Bugüne kadar Işın Karaca, Sezen Aksu, Barış Manço, Ogeday, Emel Müftüoğlu, Seda Sayan, Levent Yüksel, Erdem Yörük, Eda Özülkü, Metin Özülkü, Zeynep Casalini, Tayfun Hancılar, Berkay, Serdar Şenel’in albümlerinde çalışan Emir, ‘Başka Dilde Aşk’, ‘Kırk’ ve ‘Lale Devri’ adlı film müziklerinde; ‘Aria’, ‘Saray Halı’, ‘Fanatik Ege’ ve ‘Best Fm’ in jinglelerinde, Sezen Aksu, Işın Karaca, Ajda Pekkan, İzel ve Mustafa Ceceli’nin sahne çalışmalarında yer aldı.
Lise yıllarında katıldığı Milliyet ve Hürriyet müzik yarışmalarında beste ve düzenleme dalında ödüller alan Erdem, şu aralar sahnede Mustafa Ceceli ve Ajda Pekkan’a eşlik ediyor. Kısa bir süre önce Amerika’da yaşayan ve Hollywood filmleri için afiş tasarımı yapan Emrah Yücel’in yapımcılığını üstlendiği “Kırk” filminin müziklerini hazırlayan Erdem, yaklaşık iki ay süren yoğun stüdyo çalışmalarının sonunda ortaya çıkan filmin müziklerinin 45 kişilik Ermeni Vartanant korosunun katkılarıyla İmaj Stüdyoları’nda kaydedildiğini belirtiyor. Son olarak Türk pop müziği kategorisinde en son Best Image Müzik firmasından çıkacak Serdar Şenel’in ‘Sana Tebrikler” albümünde düzenlemeler yapan Erdem, bu albümün son dönem Türk pop müziğine yeni bir soluk getireceğine inanıyor. Bu aralar Pelin Bindal, Nazan Öncel ve Fatih Erkoç albüm projeleri için stüdyoda çalışan Erdem, ayrıca bir kaç ay sonra arkadaşı Cem Erman ile sahnede icra edecekleri etnik müzik projesini hazırlıyor.
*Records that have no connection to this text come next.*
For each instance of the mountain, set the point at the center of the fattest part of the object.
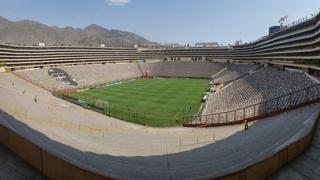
(27, 32)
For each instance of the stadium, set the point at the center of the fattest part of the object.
(76, 112)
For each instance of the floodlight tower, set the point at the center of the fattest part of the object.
(282, 20)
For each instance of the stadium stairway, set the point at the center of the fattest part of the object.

Hedefi, büyük bir stüdyo kurmak
Bugüne kadar Türkiye’nin en önemli isimleriyle çalışan Erdem’e göre, hiç kimse kariyer yapmak adına müzisyen olmaz. “Müziğe amatör olarak başlayıp bu işe gönül verdiğinizde, ilerleyen zamanlarda karşınıza çıkan değerli müzisyenlerden olumlu notlar almaya başladığınız an kariyerinizi yapmaya başlamışsınızdır” diyen Erdem, ilerde çiftlik havasında büyük bir stüdyo kompleksi kurmak istiyor. Yurtiçi ve yurtdışından gelip kayıt yapmak isteyen müzisyenleri burada ağırlamak, onlarla fikir alışverişi yapabileceği bir alan oluşturmak hedefi. Yani kısaca müzikten kazandığını yine müziğe yatıracak.
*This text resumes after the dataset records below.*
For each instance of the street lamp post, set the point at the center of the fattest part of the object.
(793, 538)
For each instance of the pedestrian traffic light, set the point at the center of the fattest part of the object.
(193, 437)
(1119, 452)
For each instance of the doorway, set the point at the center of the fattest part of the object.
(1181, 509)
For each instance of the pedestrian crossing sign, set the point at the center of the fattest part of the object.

Müzikle ilgili çok büyük ve uç hedeflerinin asla olmadığını söyleyen Erdem, bu işi amatör ruhla yapabilmek, o heyecanı kaybetmemek gerektiğine inanıyor. İleride sadece film müziği yapmak istediğini çünkü görsel bir eseri müziğinizle başka boyutlara taşımanın gerçekten çok heyecan verici olduğunu düşünüyor.
Müzik dışında yeni restoranlar keşfetmek ve değişik lezzetler tatmaktan çok hoşlanan Erdem, iş nedeniyle yaptığı çok sayıdaki yurtiçi ve yurtdışı seyahatlerinde, birbirinden farklı yemekleri tatma fırsatı buluyor. Erdem’in yapmak istediği ancak zamansızlıktan fırsat bulamadığı hobiler arasında, fotoğrafçılık ve astronomi de var.